The hip joint (Fig. 8.7)

Type

The hip joint is a synovial ball-and-socket joint, the femoral head functioning as a ball with the acetabular cavity or socket. The normal acetabulum is obliquely oriented from lateral to medial, from front to back and is inclined such that the outer margin of the roof is lateral to the outer margin of the floor. Such acetabular angulation is an evolutionary modification to accommodate bipedalism without repeated dislocation. Loss of normal acetabular obliquity and inclination in acetabular dysplasia predisposes to repeated subluxation and abnormal stress on the acetabular labrum which becomes degenerate and torn. Similar to angulation of the acetabulum, the femoral neck is anteverted to 10° relative to the shaft, which decreases the likelihood of posterior hip subluxation and leads to further stability at the hip joint.

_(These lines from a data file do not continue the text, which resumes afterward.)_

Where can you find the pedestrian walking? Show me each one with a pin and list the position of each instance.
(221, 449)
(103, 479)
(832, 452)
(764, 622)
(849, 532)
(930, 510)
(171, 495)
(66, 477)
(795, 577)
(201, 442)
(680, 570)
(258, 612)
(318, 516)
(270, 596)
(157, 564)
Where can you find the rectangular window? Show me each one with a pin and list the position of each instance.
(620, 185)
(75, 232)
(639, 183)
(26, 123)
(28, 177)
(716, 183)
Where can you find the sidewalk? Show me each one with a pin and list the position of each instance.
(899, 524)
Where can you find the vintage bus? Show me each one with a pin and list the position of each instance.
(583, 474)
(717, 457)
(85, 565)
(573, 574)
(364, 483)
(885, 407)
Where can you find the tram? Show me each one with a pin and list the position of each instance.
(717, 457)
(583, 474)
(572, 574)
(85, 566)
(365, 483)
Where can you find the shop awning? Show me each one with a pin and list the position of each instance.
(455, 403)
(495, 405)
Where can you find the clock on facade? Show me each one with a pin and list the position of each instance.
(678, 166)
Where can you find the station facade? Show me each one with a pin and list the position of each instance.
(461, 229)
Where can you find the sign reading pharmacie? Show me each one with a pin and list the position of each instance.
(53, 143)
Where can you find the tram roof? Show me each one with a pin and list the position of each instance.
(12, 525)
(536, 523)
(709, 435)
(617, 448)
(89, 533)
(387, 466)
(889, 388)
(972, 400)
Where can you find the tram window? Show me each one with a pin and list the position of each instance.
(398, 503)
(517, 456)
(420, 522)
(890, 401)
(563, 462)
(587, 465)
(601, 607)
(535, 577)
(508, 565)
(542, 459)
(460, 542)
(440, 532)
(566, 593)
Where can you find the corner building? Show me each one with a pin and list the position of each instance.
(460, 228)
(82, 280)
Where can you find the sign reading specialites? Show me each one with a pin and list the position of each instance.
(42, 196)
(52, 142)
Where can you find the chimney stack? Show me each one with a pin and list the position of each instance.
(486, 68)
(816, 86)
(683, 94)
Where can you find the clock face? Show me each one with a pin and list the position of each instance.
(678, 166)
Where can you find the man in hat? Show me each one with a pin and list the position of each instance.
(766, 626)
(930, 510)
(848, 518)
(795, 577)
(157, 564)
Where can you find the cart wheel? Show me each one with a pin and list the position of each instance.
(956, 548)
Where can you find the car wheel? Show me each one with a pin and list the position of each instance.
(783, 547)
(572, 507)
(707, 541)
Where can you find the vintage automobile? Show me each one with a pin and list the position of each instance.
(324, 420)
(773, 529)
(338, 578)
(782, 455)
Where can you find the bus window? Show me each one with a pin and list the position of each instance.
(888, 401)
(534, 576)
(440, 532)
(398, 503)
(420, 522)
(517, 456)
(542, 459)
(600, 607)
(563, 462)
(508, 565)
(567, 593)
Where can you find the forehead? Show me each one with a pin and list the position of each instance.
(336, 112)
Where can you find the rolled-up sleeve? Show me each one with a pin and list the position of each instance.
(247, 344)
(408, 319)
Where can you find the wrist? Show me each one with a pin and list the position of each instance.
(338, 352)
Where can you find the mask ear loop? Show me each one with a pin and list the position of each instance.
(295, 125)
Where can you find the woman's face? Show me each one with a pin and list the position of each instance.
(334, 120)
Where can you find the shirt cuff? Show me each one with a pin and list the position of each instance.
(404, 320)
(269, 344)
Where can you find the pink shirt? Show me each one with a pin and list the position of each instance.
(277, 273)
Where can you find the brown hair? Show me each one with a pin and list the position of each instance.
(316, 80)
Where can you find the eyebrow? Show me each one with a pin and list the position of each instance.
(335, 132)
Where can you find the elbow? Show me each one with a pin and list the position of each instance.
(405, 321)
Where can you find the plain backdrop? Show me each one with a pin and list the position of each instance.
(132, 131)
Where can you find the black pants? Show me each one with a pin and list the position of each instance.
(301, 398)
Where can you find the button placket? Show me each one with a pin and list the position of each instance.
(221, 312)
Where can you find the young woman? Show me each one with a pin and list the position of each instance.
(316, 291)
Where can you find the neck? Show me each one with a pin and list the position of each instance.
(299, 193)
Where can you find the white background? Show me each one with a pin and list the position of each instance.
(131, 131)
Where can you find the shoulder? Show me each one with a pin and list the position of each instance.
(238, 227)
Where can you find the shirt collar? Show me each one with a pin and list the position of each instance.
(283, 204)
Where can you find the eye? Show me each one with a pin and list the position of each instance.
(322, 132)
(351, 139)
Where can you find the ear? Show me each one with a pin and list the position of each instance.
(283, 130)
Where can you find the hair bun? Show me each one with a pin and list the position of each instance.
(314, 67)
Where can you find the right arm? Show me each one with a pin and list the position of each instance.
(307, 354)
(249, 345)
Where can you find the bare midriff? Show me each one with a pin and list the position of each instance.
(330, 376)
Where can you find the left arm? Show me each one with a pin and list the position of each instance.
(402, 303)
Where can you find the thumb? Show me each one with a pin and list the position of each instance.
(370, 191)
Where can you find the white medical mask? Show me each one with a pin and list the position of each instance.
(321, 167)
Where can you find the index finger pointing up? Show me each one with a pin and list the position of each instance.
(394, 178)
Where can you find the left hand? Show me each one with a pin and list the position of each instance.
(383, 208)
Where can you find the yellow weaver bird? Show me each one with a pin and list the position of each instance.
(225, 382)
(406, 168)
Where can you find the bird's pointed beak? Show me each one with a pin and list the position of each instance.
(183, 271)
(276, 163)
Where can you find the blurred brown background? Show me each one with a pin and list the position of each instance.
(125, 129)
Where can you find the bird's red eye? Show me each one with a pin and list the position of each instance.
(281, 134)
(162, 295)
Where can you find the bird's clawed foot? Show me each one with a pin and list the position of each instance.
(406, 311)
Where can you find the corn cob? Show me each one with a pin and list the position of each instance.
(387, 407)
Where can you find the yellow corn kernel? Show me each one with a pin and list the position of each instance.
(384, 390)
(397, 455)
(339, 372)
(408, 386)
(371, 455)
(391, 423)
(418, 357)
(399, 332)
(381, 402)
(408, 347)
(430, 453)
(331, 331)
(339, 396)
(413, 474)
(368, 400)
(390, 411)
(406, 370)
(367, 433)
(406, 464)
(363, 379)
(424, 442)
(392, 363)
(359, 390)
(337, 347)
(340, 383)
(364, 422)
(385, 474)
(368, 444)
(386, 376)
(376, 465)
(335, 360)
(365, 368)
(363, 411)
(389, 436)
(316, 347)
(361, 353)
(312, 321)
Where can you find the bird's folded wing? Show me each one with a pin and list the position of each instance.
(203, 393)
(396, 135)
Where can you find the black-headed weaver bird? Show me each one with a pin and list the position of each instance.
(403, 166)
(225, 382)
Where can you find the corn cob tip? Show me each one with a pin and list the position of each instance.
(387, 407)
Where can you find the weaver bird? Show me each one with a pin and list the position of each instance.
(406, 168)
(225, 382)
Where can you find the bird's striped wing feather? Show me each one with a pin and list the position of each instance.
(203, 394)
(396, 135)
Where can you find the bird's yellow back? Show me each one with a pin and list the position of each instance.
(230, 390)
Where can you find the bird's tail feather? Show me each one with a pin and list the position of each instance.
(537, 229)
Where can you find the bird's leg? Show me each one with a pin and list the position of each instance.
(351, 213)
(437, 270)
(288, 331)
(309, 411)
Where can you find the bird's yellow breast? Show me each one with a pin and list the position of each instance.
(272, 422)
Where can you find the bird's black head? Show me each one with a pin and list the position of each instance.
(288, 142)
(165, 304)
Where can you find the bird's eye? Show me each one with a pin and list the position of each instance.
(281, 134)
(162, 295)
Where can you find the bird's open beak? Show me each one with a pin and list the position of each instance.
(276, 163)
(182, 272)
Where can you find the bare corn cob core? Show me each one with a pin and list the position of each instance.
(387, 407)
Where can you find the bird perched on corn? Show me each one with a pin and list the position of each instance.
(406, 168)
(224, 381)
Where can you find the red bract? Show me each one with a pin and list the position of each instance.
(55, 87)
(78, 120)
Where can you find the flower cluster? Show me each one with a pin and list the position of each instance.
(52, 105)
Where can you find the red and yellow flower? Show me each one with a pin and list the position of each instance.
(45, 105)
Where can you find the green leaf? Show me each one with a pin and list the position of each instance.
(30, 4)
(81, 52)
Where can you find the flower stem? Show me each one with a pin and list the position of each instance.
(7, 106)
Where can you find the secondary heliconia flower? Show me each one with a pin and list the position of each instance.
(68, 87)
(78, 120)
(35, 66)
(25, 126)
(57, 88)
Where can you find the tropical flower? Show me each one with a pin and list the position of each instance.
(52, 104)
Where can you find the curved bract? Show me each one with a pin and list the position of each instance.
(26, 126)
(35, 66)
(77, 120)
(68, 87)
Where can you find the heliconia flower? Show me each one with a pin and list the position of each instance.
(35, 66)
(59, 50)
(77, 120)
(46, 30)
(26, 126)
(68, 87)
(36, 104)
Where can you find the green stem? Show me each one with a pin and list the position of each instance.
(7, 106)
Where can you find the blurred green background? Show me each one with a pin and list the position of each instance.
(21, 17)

Figure 8.7 • Hip joint: coronal section.

Radiology pearl

Abnormal obliquity and inclination of the acetabulum can lead to overcoverage of the femoral head at the ball and socket articulation and this leads to impingement of both periarticular soft tissues and bone termed pincer-type femoro-acetabular impingement (FAI).

Articular surfaces

These are the head of the femur apart from the fovea, which is a horseshoe-shaped articular surface on the acetabulum. The articular surface is deepened by a fibrocartilaginous ring, the acetabular labrum. The acetabulum has a central non-articular area for a fat pad and the ligamentum teres and an inferior notch bridged by the transverse acetabular ligament, from which this ligament arises.

Capsule

This is attached to the edge of the acetabulum and its labrum and the transverse acetabular ligament; at the femoral neck it is attached to the trochanters and the intertrochanteric line anteriorly; posteriorly it is attached more proximally on the neck at the junction of its medial two-thirds and its lateral third. From its insertion on the femoral neck, the capsular fibres are reflected back along the neck as the retinacula along which blood vessels reach the femoral head.

Synovium

Synovium lines the capsule and occasionally bulges out anteriorly as a bursa in front of the psoas muscle where this muscle passes in front of the hip joint.

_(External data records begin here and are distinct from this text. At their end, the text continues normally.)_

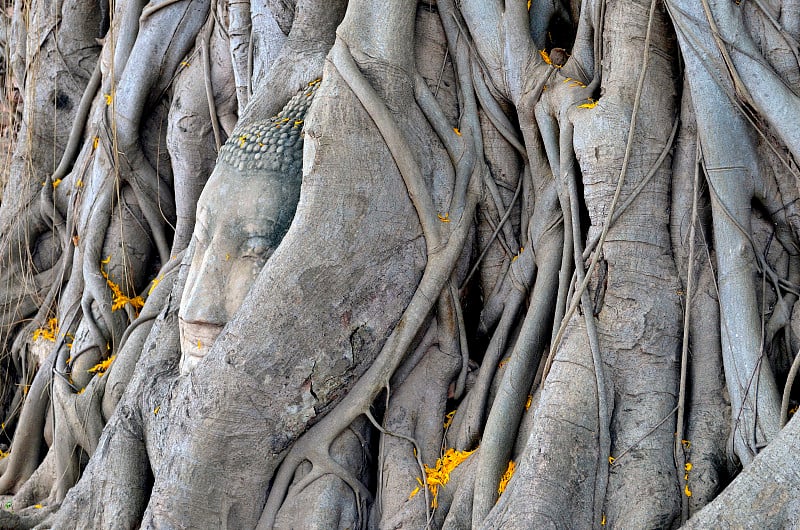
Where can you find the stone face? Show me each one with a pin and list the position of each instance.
(242, 215)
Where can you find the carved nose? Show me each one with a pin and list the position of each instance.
(203, 300)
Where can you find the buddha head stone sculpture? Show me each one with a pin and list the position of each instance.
(243, 213)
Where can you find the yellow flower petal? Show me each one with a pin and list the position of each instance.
(506, 477)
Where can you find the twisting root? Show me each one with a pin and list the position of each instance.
(441, 260)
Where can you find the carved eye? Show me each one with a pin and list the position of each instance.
(257, 248)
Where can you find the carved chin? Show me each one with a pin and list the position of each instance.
(196, 341)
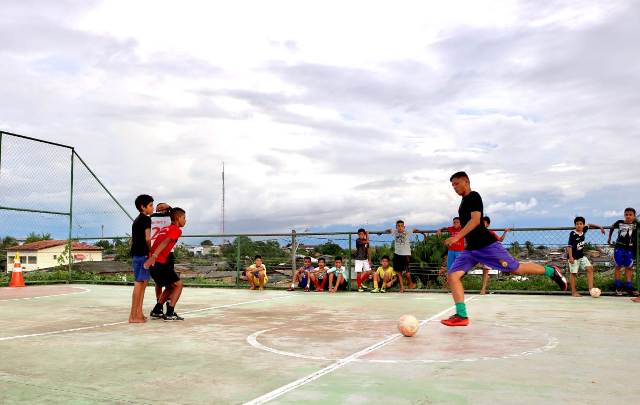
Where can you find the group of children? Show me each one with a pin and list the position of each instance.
(470, 243)
(153, 237)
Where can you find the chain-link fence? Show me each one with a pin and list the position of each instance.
(48, 192)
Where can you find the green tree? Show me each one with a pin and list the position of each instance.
(35, 237)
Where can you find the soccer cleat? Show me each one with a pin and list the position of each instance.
(455, 320)
(559, 279)
(173, 317)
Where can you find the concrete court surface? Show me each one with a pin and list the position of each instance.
(71, 344)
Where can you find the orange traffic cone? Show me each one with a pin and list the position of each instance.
(17, 280)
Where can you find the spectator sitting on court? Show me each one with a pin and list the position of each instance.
(339, 274)
(257, 274)
(301, 276)
(318, 276)
(385, 274)
(575, 254)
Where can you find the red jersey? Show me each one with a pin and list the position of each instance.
(172, 232)
(459, 245)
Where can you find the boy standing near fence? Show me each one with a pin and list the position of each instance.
(163, 271)
(625, 250)
(140, 244)
(575, 253)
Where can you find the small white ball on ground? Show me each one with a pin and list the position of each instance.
(408, 325)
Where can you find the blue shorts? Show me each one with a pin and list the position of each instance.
(139, 272)
(624, 257)
(494, 256)
(452, 255)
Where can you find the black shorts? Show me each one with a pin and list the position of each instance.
(164, 274)
(401, 263)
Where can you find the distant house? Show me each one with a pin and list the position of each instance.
(46, 253)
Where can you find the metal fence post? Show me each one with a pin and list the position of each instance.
(69, 243)
(349, 263)
(238, 264)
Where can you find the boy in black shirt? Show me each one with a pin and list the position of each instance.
(482, 248)
(140, 245)
(625, 250)
(575, 255)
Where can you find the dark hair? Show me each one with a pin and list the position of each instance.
(142, 201)
(459, 175)
(176, 212)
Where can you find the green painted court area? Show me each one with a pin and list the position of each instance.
(72, 345)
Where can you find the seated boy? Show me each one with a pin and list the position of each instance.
(301, 276)
(385, 274)
(339, 274)
(257, 274)
(318, 276)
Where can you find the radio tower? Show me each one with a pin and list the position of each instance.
(222, 198)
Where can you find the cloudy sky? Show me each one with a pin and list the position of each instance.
(334, 114)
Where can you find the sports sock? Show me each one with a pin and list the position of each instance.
(461, 309)
(549, 271)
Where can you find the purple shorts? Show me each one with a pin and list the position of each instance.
(494, 256)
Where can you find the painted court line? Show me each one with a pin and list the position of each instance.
(338, 364)
(104, 325)
(85, 290)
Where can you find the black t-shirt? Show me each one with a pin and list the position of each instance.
(626, 234)
(139, 245)
(362, 250)
(576, 243)
(480, 236)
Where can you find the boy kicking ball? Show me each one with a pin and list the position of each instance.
(482, 248)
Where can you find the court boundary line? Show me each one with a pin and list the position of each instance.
(86, 290)
(278, 392)
(104, 325)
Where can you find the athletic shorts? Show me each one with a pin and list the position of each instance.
(494, 256)
(452, 255)
(401, 263)
(580, 264)
(382, 273)
(362, 265)
(139, 272)
(164, 274)
(624, 257)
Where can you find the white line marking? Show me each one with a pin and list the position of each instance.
(86, 290)
(337, 364)
(104, 325)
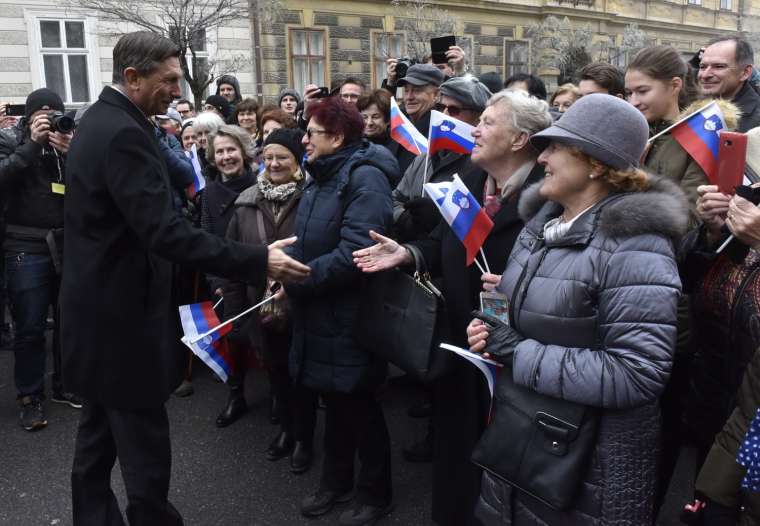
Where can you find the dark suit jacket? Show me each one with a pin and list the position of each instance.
(122, 233)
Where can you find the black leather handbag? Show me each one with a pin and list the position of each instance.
(402, 319)
(539, 444)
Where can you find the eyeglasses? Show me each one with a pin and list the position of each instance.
(310, 132)
(454, 111)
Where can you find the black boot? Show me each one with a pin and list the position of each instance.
(280, 447)
(300, 460)
(235, 408)
(274, 409)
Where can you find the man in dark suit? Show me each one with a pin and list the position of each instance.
(121, 238)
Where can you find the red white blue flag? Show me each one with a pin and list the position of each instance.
(448, 133)
(199, 182)
(699, 134)
(405, 133)
(462, 212)
(198, 322)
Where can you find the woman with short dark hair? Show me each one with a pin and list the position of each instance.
(348, 194)
(375, 108)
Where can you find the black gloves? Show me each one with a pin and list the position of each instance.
(502, 339)
(424, 213)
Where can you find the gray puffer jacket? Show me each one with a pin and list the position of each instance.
(598, 311)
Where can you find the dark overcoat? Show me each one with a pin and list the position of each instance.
(122, 233)
(348, 195)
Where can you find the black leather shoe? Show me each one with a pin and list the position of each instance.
(280, 447)
(364, 514)
(235, 408)
(323, 501)
(274, 410)
(300, 460)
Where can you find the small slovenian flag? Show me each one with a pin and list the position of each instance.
(404, 132)
(448, 133)
(462, 212)
(198, 320)
(699, 136)
(199, 182)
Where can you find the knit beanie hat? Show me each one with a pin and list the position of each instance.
(603, 127)
(43, 97)
(289, 91)
(221, 104)
(290, 138)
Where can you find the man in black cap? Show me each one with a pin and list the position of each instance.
(32, 171)
(420, 93)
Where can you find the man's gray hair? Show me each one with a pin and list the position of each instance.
(529, 114)
(207, 120)
(142, 50)
(237, 134)
(744, 56)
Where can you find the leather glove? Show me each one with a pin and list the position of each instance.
(425, 214)
(502, 339)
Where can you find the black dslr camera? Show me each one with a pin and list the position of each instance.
(60, 122)
(402, 65)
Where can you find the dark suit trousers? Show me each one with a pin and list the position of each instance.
(355, 423)
(140, 440)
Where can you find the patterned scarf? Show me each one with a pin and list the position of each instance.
(749, 455)
(277, 192)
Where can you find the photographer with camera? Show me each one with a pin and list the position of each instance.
(32, 169)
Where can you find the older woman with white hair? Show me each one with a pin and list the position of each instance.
(507, 164)
(592, 285)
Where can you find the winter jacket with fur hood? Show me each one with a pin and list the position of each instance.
(666, 157)
(598, 311)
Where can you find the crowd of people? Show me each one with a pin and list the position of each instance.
(621, 312)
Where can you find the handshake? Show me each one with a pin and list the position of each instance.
(281, 267)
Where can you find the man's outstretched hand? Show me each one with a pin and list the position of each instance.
(282, 267)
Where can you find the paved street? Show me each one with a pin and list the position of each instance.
(219, 477)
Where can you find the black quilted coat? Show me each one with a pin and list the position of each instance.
(598, 311)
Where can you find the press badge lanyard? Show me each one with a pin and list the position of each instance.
(58, 187)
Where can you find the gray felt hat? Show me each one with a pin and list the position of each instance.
(422, 74)
(468, 90)
(604, 127)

Radiological features of the hip joint

Plain radiographs

On radiographs of the hip joint pads of fat, seen as linear lucencies, outline the capsule of the hip joint and closely applied muscle. Bulging of these is an early sign of joint effusion.

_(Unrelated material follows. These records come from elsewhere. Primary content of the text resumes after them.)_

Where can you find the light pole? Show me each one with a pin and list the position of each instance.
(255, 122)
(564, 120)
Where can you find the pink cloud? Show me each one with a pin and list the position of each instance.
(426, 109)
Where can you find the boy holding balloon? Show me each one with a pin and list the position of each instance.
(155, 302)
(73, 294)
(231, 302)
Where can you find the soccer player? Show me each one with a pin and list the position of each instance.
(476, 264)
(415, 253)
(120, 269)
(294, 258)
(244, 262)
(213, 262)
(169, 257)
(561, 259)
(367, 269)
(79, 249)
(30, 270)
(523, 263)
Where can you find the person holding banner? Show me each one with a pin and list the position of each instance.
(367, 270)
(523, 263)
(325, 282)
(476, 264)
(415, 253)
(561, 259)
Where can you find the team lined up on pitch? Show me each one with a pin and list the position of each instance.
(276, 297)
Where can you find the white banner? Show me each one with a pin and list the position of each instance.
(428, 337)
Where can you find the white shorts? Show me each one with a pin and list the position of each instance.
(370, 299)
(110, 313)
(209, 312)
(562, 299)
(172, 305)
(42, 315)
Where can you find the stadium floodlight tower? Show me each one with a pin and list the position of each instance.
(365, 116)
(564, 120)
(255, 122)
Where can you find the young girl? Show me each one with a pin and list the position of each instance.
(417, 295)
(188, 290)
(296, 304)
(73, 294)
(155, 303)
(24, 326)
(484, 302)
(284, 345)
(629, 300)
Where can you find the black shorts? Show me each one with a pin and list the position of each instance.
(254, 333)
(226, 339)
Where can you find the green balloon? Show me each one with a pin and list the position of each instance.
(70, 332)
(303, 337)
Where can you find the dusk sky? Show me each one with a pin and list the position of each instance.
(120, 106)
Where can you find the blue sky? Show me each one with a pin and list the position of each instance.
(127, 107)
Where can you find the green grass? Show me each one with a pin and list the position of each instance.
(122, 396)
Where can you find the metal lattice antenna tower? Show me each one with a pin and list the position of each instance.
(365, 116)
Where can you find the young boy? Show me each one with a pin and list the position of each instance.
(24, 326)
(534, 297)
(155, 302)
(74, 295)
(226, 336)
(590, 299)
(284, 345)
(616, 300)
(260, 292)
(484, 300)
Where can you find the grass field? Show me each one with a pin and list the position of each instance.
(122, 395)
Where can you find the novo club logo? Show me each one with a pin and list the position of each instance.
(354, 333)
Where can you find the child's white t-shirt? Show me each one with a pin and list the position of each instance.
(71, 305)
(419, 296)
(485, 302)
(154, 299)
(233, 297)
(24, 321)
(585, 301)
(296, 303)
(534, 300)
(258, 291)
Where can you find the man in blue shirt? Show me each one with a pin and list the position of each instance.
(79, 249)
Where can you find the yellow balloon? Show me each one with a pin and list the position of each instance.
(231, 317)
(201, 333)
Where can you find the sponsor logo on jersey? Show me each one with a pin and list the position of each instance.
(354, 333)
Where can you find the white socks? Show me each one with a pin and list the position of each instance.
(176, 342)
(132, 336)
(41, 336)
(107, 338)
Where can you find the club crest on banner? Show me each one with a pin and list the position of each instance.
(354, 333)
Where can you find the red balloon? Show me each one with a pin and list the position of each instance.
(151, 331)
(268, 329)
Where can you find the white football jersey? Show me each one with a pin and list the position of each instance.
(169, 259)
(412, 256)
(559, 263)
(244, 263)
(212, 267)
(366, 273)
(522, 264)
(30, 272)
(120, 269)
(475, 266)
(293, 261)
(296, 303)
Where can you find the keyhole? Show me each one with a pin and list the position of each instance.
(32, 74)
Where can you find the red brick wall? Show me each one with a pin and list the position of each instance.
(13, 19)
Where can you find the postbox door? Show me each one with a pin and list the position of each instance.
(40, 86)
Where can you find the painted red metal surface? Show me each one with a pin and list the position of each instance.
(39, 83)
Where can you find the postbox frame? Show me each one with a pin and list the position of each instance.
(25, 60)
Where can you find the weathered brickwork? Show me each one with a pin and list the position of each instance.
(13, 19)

A small accessory ossicle, the os acetabuli, is sometimes seen at the superior margin of the acetabulum and should not be confused with a fracture here.

In assessment of radiographs of the hip in infants (Fig. 8.8), the following lines and angles are as described:

• the Y line between the unossified centre of each acetabulum, that is, the Y-shaped cartilage between the pubis, ischium and ilium or the triradiate cartilage;

• the acetabular angle, normally 15–35°;

• the iliac angle, normally 44–74°;

• Shenton’s line along the inferior margin of the femoral neck and along the superior and lateral margins of the obturator foramen of the pelvis should form a continuous arc; and

• lines along the femoral shafts in Von Rosen’s view (legs abducted at least 45° and internally rotated) should meet in the midline at the lumbosacral junction.

Figure 8.8 • The infant hip: lines and angles.

In assessment of radiographs of the adult hip, routine frontal radiographs allow the identification of six lines (see Fig. 6.3). The continuation of the inferior margin of the superior pubic ramus superiorly to the upper outer margin of the acetabular roof forms the outer margin of the anterior column or wall of the acetabulum (line 1). The continuation of the inferior margin of the inferior pubic ramus superiorly to the upper outer margin of the acetabular roof forms the outer margin of the posterior column or wall of the acetabulum (line 2). The continuation of the superior margin of the superior pubic ramus superiorly forms the iliopectineal line (line 3). The continuation of the superior margin of the inferior pubic ramus superiorly forms the ilioischial line (line 4). The roof of the acetabulum forms line 5. The ‘tear drop’ is formed by the reflections of the cotyloid fossa and quadrilateral plate and represents line 6. Disruption of any of the described lines is employed in the localization of disease processes on conventional radiographs.